Вдруг сердце его упало на мгновение, и он остановился как зачарованный, приковавшись взором в глубину освещенной комнаты. Там была она. Он увидел ее в том же черном платье, в каком была она за час пред этим в театре. Только густые, пепельные косы были распущены, по-домашнему, в силу местного революционного обычая, и, рассыпаясь волнистыми прядями, падали на спину и плечи.
Она стояла почти в профиль к окну, опустясь на колени позади своего раздетого и тоже коленопреклоненного ребенка пред образом Ченстоховской Богородицы, висевшим над его кроваткой. Молитвенно сложив своему мальчику руки, она заставляла его повторять за собой, на сон грядущий, слова польской молитвы. Звучный, контральтовый голос ее дышал фанатическим упованием, и каждое слово отчетливо и ясно доносилось до Хвалынцева. После обычного "Ойче наш, ктуры есть в небе", она заставила ребенка повторять за собою известную "Литанию пилигрима" — эти фанатизирующие и суровомощные, как бы из железа выкованные слова молитвы, вылившейся из-под поэтического пера Адама Мицкевича.

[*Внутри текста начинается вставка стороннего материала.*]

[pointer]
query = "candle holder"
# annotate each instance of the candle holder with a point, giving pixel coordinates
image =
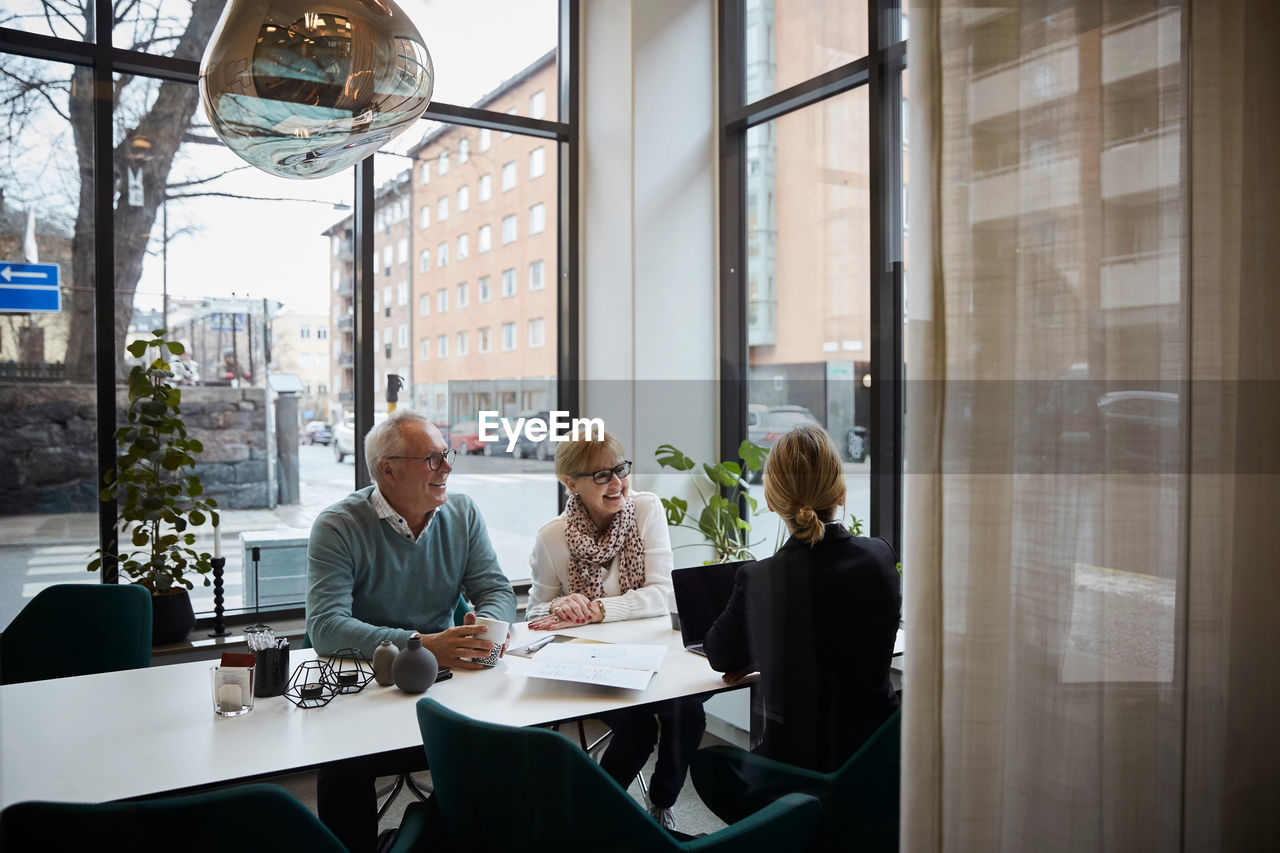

— "Cyre elejson, Christe elejson!"[160] внятно и плавно звучал голос Цезарины, сопровождаемый детским лепетом ее ребенка. — "Христе, услыши нас! Христе, выслушай нас! Боже Отче, изведший люди Твоя из земли Египетской и возвративший их в землю Святую, — возврати нас в отчизну нашу!
"Сыне Избавителю, Ты — замученный и распятый, воскрес из мертвых и царствуешь во славе, — воскреси из мертвых отчизну нашу!
"Матерь Божья, Ты, которую отцы наши "Царицей Польши и Литвы" называли — избави Польшу и Литву!
"Святый Станиславе, защитник Польши, молись за нас!
"Святый Казимир, защитник Литвы, молись за нас!
"Святый Иосиф, защитник Руси, молись за нас!
"Вси Святые, защитники Речи Посполитой нашей, молитесь за нас!
"От неволи московской, австрияцкой и прусской избави нас, Господи!
"Ради мученичества юношей литовских, палками забитых, в рудниках и в изгнании погибших, избави нас, Господи!
"Ради мученичества обывателей ошмянских, в храмах Твоих и в домах вырезанных избави нас, Господи!